Stimulus Project Management Committee (SPMC) – Established by the Constituency Development Fund Committees (CDFC) at the constituency level.

Constituency Projects Tender Committee (CPTC) – Adopted from The District Project Tender Committee

==Projects==
===Industrialization===

This project aims at constructing and equipping one ‘juakali’ shed per constituency. Development is to take place in phases and is envisioned to facilitate participation of youth as artisans and entrepreneurs in massive social infrastructure projects and construction works at constituency level.
The project is being led by the Ministry of Industrialization. District industrial development officers are being assisted by field officers from Kenya industrial Estates and Kenya Industrial Research Development Institute to roll out the project at the constituency level.

===Education===

This project has various components:
•	Upgrading of two primary schools per constituency and equipping with water harvesting and underground water storage facilities

•	Construction of a secondary school as a center of excellence per constituency

•	Additional 10,500 primary school teachers Recruitment on contract

•	Additional 2,100 secondary school teachers recruitment on contract terms.

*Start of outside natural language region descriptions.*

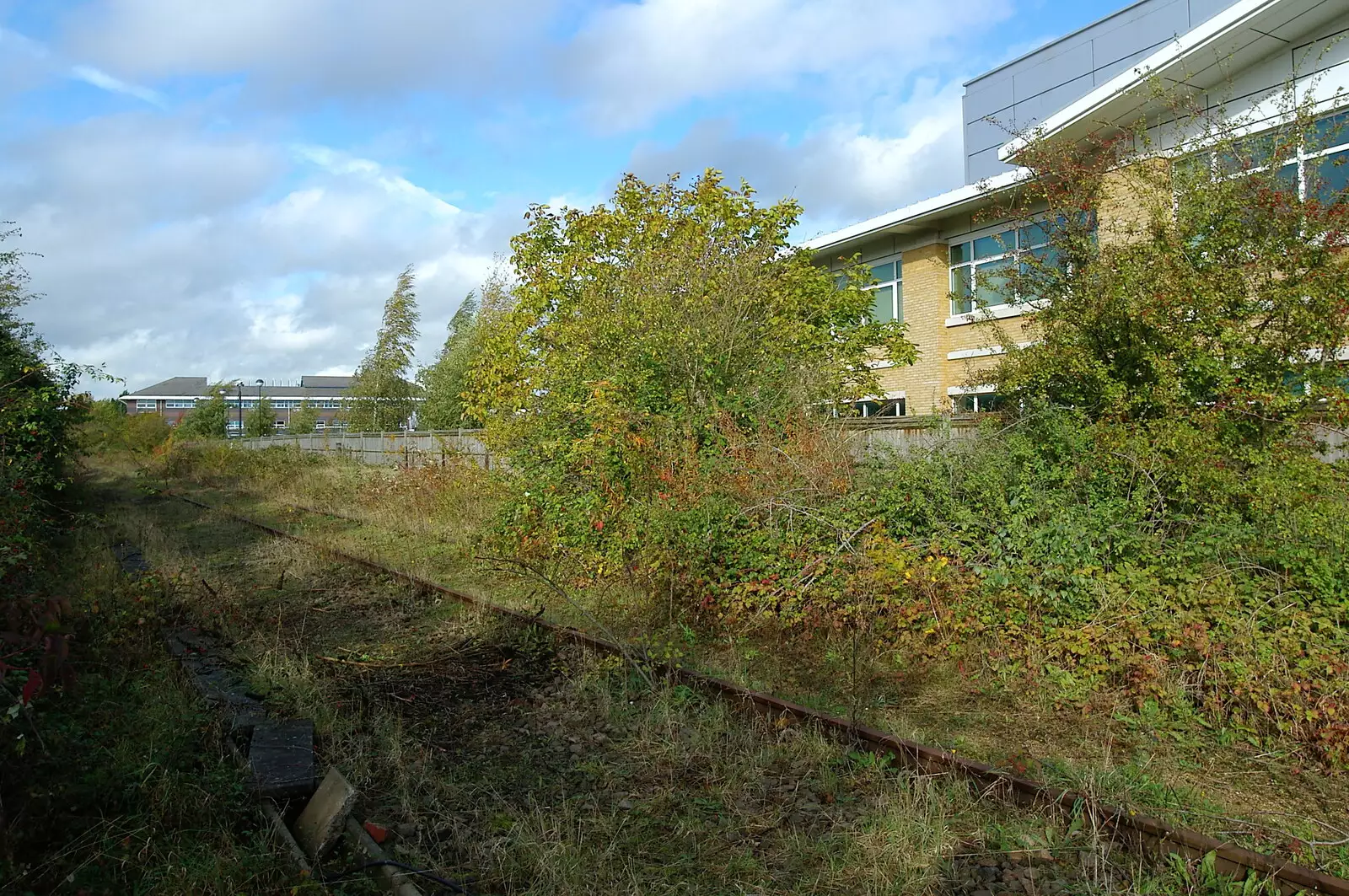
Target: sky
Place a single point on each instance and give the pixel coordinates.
(229, 189)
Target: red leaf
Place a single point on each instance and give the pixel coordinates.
(31, 687)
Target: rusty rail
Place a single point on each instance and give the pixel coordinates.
(1143, 830)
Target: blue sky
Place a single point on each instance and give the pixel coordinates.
(228, 189)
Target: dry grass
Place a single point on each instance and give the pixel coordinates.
(428, 523)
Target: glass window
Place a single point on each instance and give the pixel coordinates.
(975, 404)
(996, 244)
(962, 287)
(1329, 131)
(1330, 179)
(1034, 235)
(1248, 154)
(883, 304)
(992, 282)
(888, 293)
(1319, 172)
(981, 269)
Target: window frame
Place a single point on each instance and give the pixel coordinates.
(1301, 158)
(896, 285)
(1012, 255)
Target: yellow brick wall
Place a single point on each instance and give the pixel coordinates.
(927, 285)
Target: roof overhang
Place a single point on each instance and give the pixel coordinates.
(919, 216)
(1202, 58)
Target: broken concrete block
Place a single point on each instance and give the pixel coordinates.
(282, 759)
(325, 813)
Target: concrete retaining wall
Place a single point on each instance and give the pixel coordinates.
(388, 448)
(865, 439)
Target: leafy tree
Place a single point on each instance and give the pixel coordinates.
(381, 393)
(445, 382)
(145, 432)
(303, 419)
(105, 427)
(209, 417)
(671, 338)
(261, 420)
(1207, 287)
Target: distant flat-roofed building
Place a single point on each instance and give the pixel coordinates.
(177, 395)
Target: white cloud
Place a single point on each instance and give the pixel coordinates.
(636, 60)
(277, 325)
(172, 249)
(105, 81)
(325, 47)
(840, 173)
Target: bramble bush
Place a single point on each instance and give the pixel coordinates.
(654, 375)
(1147, 517)
(40, 410)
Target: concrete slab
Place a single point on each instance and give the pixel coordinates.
(325, 813)
(281, 759)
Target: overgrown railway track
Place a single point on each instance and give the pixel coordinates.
(1139, 830)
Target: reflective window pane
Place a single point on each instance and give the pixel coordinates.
(1329, 179)
(1286, 179)
(1034, 235)
(1045, 260)
(1329, 131)
(991, 283)
(1250, 153)
(962, 300)
(883, 304)
(996, 244)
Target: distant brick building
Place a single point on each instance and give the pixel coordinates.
(175, 399)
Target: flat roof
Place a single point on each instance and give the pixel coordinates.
(919, 212)
(1059, 40)
(1243, 15)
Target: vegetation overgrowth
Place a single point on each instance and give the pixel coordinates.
(1150, 516)
(40, 412)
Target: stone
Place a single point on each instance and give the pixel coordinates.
(281, 759)
(321, 821)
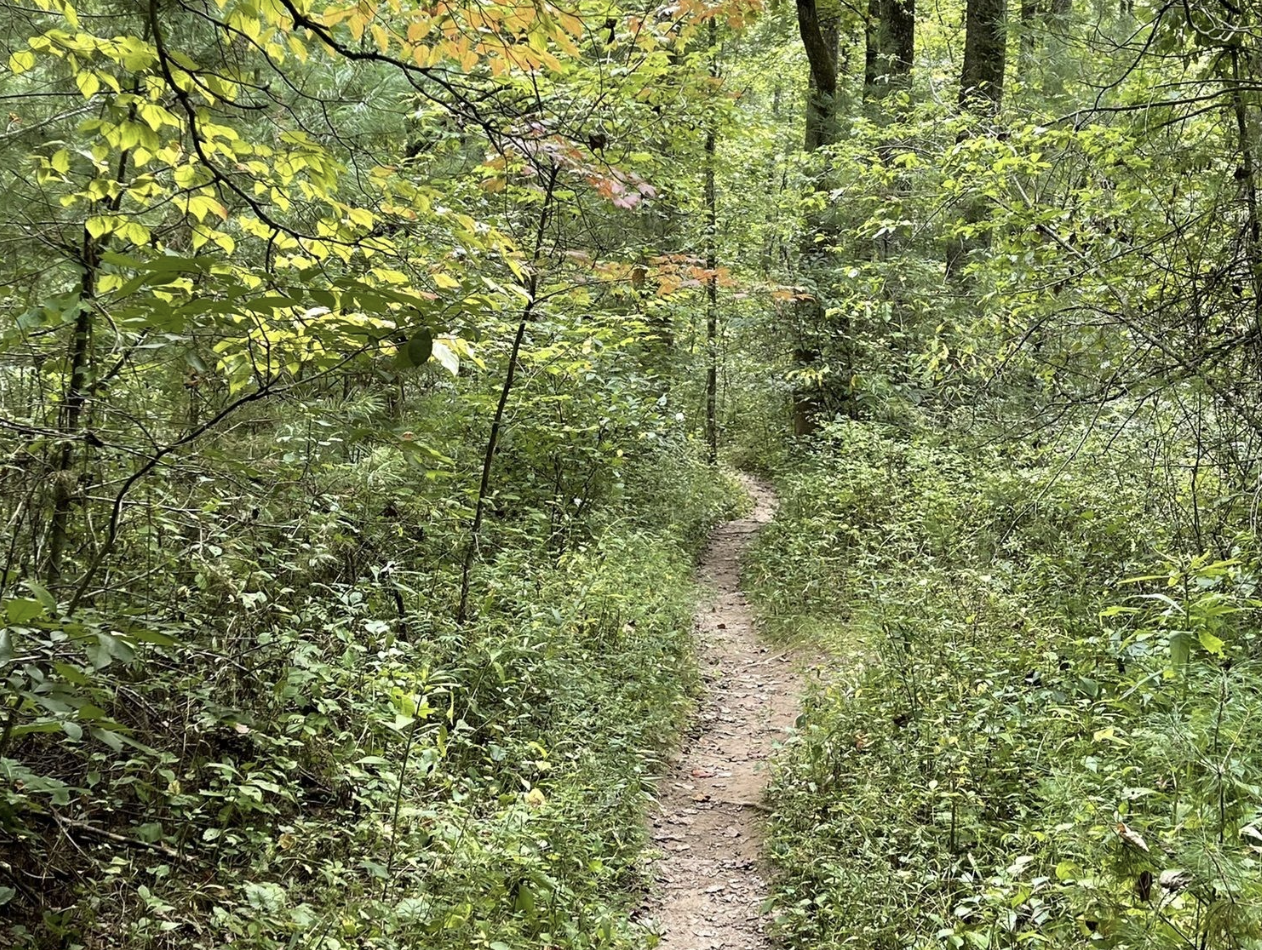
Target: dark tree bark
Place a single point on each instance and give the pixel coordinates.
(712, 266)
(819, 35)
(891, 47)
(1030, 10)
(981, 91)
(986, 47)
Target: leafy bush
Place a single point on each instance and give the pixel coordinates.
(1034, 746)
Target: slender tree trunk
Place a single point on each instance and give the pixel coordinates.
(72, 413)
(819, 35)
(1029, 39)
(472, 546)
(891, 48)
(981, 92)
(1247, 175)
(711, 266)
(1058, 23)
(77, 389)
(986, 46)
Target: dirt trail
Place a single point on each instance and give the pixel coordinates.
(709, 878)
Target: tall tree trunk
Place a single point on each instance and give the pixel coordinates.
(891, 48)
(1056, 47)
(473, 545)
(819, 35)
(1029, 39)
(981, 92)
(712, 268)
(986, 47)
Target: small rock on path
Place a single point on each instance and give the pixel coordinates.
(711, 879)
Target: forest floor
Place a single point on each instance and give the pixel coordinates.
(711, 876)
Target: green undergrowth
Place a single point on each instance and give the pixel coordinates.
(1041, 723)
(308, 762)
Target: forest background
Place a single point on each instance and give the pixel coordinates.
(365, 367)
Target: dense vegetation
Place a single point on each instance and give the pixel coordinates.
(364, 376)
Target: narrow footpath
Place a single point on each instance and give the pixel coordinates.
(711, 877)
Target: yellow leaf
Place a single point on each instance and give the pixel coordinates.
(99, 225)
(88, 83)
(22, 61)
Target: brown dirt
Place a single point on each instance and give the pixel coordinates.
(711, 878)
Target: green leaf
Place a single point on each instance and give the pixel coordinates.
(23, 609)
(1210, 642)
(42, 594)
(420, 347)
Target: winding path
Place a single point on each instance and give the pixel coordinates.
(711, 879)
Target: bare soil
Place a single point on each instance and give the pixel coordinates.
(711, 878)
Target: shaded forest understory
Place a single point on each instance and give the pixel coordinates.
(371, 375)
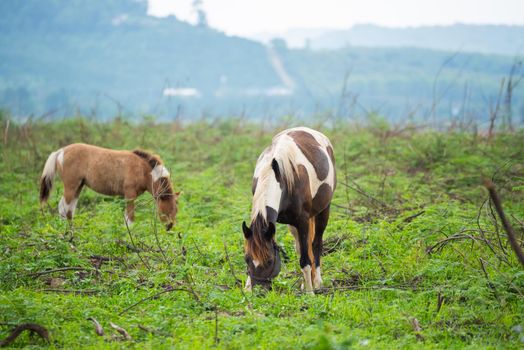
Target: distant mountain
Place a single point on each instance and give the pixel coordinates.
(99, 53)
(107, 57)
(495, 39)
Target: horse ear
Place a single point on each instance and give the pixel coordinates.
(276, 169)
(270, 232)
(247, 231)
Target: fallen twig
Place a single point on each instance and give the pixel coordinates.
(98, 328)
(507, 226)
(157, 295)
(70, 268)
(73, 291)
(410, 218)
(33, 327)
(137, 251)
(121, 331)
(237, 280)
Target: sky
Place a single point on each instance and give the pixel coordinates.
(252, 17)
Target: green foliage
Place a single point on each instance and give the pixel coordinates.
(400, 194)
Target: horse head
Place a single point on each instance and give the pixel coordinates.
(262, 254)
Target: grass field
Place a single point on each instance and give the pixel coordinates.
(414, 253)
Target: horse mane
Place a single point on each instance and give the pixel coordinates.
(285, 154)
(152, 159)
(162, 187)
(257, 246)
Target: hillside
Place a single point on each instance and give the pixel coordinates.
(108, 58)
(489, 39)
(63, 52)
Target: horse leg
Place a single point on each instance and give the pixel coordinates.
(68, 202)
(294, 232)
(305, 237)
(130, 196)
(320, 226)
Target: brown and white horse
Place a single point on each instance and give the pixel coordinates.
(109, 172)
(293, 184)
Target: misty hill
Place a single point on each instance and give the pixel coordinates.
(56, 52)
(497, 39)
(107, 57)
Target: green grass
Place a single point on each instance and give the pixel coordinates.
(379, 274)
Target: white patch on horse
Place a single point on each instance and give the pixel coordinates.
(307, 279)
(50, 164)
(296, 157)
(318, 279)
(60, 157)
(158, 172)
(267, 193)
(64, 208)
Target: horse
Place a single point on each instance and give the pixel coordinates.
(112, 173)
(293, 184)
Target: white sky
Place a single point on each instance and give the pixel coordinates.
(248, 17)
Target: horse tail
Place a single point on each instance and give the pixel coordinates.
(48, 174)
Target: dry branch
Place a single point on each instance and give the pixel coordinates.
(98, 328)
(507, 226)
(45, 272)
(33, 327)
(154, 296)
(121, 331)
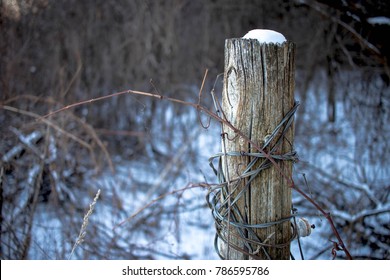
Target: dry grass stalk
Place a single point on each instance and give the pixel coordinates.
(83, 230)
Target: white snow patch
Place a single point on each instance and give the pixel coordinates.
(379, 20)
(265, 36)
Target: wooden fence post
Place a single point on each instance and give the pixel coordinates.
(258, 93)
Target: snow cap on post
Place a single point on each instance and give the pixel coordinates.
(265, 36)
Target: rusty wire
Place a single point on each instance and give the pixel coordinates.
(224, 207)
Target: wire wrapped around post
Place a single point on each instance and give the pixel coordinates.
(226, 214)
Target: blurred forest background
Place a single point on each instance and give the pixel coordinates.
(137, 149)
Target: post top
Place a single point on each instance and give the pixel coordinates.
(265, 36)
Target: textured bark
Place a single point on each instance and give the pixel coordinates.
(258, 92)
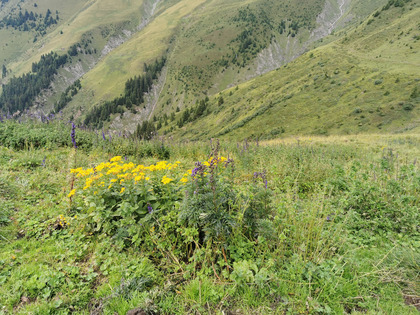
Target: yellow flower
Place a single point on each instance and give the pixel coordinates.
(116, 158)
(166, 180)
(71, 194)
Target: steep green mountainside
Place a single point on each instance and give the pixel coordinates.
(341, 66)
(366, 81)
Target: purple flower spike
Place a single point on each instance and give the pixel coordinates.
(73, 135)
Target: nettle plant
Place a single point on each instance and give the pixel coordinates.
(118, 195)
(188, 220)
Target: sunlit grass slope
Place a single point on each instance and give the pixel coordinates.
(18, 46)
(107, 79)
(368, 81)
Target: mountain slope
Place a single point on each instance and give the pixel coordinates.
(366, 81)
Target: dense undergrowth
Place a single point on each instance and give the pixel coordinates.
(311, 227)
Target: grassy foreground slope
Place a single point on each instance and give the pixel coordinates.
(302, 226)
(367, 81)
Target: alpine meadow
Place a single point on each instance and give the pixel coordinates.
(209, 157)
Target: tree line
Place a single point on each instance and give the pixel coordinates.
(19, 93)
(134, 91)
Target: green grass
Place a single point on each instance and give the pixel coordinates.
(341, 234)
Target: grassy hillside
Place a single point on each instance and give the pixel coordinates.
(310, 225)
(205, 40)
(367, 81)
(18, 48)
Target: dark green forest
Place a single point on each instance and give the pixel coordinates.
(134, 91)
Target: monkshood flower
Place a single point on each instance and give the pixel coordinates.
(73, 135)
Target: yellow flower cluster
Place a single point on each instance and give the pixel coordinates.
(62, 221)
(118, 171)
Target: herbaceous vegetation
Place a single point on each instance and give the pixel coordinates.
(318, 226)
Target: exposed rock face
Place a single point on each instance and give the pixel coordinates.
(278, 54)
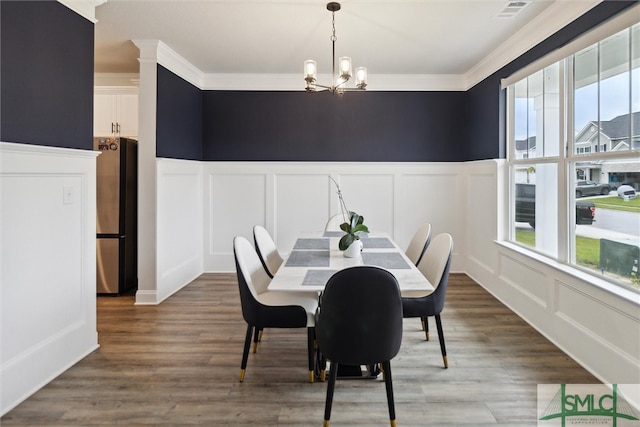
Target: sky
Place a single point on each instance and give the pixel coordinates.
(615, 100)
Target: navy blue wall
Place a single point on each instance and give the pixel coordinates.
(179, 117)
(486, 137)
(357, 126)
(46, 75)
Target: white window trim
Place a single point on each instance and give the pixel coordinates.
(608, 28)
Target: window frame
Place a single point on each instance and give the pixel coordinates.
(567, 160)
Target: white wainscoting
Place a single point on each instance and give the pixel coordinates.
(291, 198)
(596, 323)
(48, 263)
(598, 328)
(179, 219)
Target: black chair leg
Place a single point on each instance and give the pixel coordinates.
(441, 338)
(245, 353)
(256, 336)
(425, 326)
(311, 339)
(388, 383)
(333, 373)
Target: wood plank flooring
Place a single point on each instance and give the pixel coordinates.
(177, 364)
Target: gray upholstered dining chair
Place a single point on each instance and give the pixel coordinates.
(419, 243)
(434, 265)
(267, 250)
(359, 322)
(262, 308)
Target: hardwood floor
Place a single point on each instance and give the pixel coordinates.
(177, 364)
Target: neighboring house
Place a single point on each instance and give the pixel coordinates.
(617, 134)
(526, 148)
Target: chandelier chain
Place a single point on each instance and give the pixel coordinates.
(333, 24)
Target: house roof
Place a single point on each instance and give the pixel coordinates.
(526, 144)
(618, 127)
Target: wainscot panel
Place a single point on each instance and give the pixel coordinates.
(48, 228)
(180, 224)
(289, 198)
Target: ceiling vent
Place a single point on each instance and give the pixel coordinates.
(512, 8)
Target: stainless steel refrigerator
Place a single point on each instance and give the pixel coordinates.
(117, 215)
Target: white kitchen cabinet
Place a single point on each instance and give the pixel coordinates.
(115, 113)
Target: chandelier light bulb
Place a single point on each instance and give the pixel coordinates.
(345, 67)
(361, 77)
(310, 70)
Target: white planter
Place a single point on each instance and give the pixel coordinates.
(354, 250)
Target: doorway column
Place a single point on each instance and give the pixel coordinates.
(147, 174)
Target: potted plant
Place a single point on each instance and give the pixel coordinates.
(350, 242)
(352, 226)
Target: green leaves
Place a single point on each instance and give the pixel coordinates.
(355, 225)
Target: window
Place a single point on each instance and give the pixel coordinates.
(574, 159)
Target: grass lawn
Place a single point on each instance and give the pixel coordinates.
(587, 249)
(617, 203)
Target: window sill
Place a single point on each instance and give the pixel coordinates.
(620, 291)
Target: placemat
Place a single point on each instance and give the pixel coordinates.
(333, 234)
(377, 242)
(317, 277)
(308, 259)
(341, 233)
(312, 243)
(391, 260)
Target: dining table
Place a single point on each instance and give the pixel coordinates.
(315, 257)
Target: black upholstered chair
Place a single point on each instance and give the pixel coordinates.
(434, 265)
(419, 243)
(262, 308)
(359, 322)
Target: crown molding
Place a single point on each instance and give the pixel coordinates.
(84, 8)
(295, 82)
(552, 19)
(157, 51)
(557, 16)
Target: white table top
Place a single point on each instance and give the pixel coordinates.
(315, 257)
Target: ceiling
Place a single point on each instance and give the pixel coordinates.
(419, 37)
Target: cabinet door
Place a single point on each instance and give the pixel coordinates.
(128, 115)
(104, 114)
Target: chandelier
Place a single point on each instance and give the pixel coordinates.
(343, 73)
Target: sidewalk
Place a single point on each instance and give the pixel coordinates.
(599, 233)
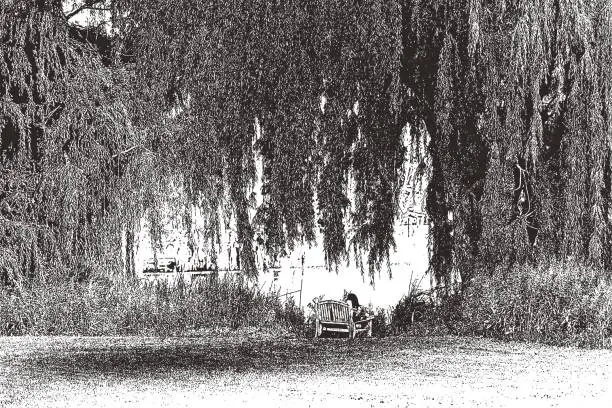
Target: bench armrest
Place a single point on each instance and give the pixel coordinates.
(365, 320)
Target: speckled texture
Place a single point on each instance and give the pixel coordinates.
(234, 370)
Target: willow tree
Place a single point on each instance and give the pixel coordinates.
(514, 95)
(63, 124)
(518, 106)
(273, 62)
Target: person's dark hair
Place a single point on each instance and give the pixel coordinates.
(353, 298)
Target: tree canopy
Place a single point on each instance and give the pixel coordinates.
(513, 94)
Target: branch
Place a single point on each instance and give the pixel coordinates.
(88, 5)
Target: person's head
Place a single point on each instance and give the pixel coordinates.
(352, 298)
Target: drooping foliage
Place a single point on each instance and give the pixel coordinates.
(513, 95)
(63, 124)
(517, 104)
(298, 69)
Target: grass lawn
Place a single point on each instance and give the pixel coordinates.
(244, 368)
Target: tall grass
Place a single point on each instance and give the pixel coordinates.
(560, 303)
(132, 308)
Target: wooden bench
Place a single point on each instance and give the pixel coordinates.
(336, 316)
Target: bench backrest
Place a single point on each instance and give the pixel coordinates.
(333, 311)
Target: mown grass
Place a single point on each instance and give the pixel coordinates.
(130, 308)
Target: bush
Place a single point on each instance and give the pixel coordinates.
(560, 303)
(380, 324)
(412, 308)
(105, 308)
(292, 317)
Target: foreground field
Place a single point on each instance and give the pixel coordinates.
(246, 369)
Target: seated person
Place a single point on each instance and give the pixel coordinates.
(358, 311)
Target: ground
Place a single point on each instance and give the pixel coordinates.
(232, 370)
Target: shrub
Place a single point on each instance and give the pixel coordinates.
(153, 308)
(380, 324)
(292, 317)
(411, 308)
(559, 303)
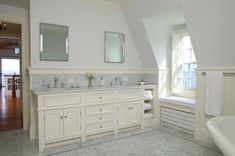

•	Tree planting project in 20 schools per constituency.

•	Purchase of a mobile digital laboratory per constituency.

The implementing agency is the Ministry of Education Kenya. School management committees are to oversee implementation in primary schools and Board of Governors in secondary schools.

===Public Health and Sanitation===

This project aims to roll out a comprehensive programme of healthcare reforms covering infrastructure development, promotion of preventive healthcare and devolved management of facilities.

•	Construction and equipping of a health centre in every constituency

•	Employment of 20 nurses on contract level per constituency

•	Purchase 5 motor cycles and 20 bicycles for community health workers

The ministry of Public Health and Sanitation and KEMSA are lead implementing agencies.

===Food Production===

This project aims at increasing availability and accessibility of maize/rice crop and increasing and stabilising the strategic grain reserve through rehabilitation and expansion of irrigable land.
Ministry of Agriculture Kenya, Ministry of Water and Irrigation, Ministry of Regional Development and Ministry of Youth Affairs are lead agents in this project.

===Fisheries===

The project aims at constructing 200 farming ponds for 140 constituencies. Ponds are to be stocked with appropriate fingerling determined by the various and the needs of the beneficiaries. Training of trainers on fish ponds construction and hatchery management.
The Ministry of Fisheries Development is the lead agent.

===Local Government===

This projects aim is to support the commercialisation of agricultural produce by increasing the per capita number and access to wholesale and fresh produce markets and increasing efficiency in marketing and trade of agricultural produce.
This project is led by the Office of the Deputy Prime Minister and Ministry for Local Government.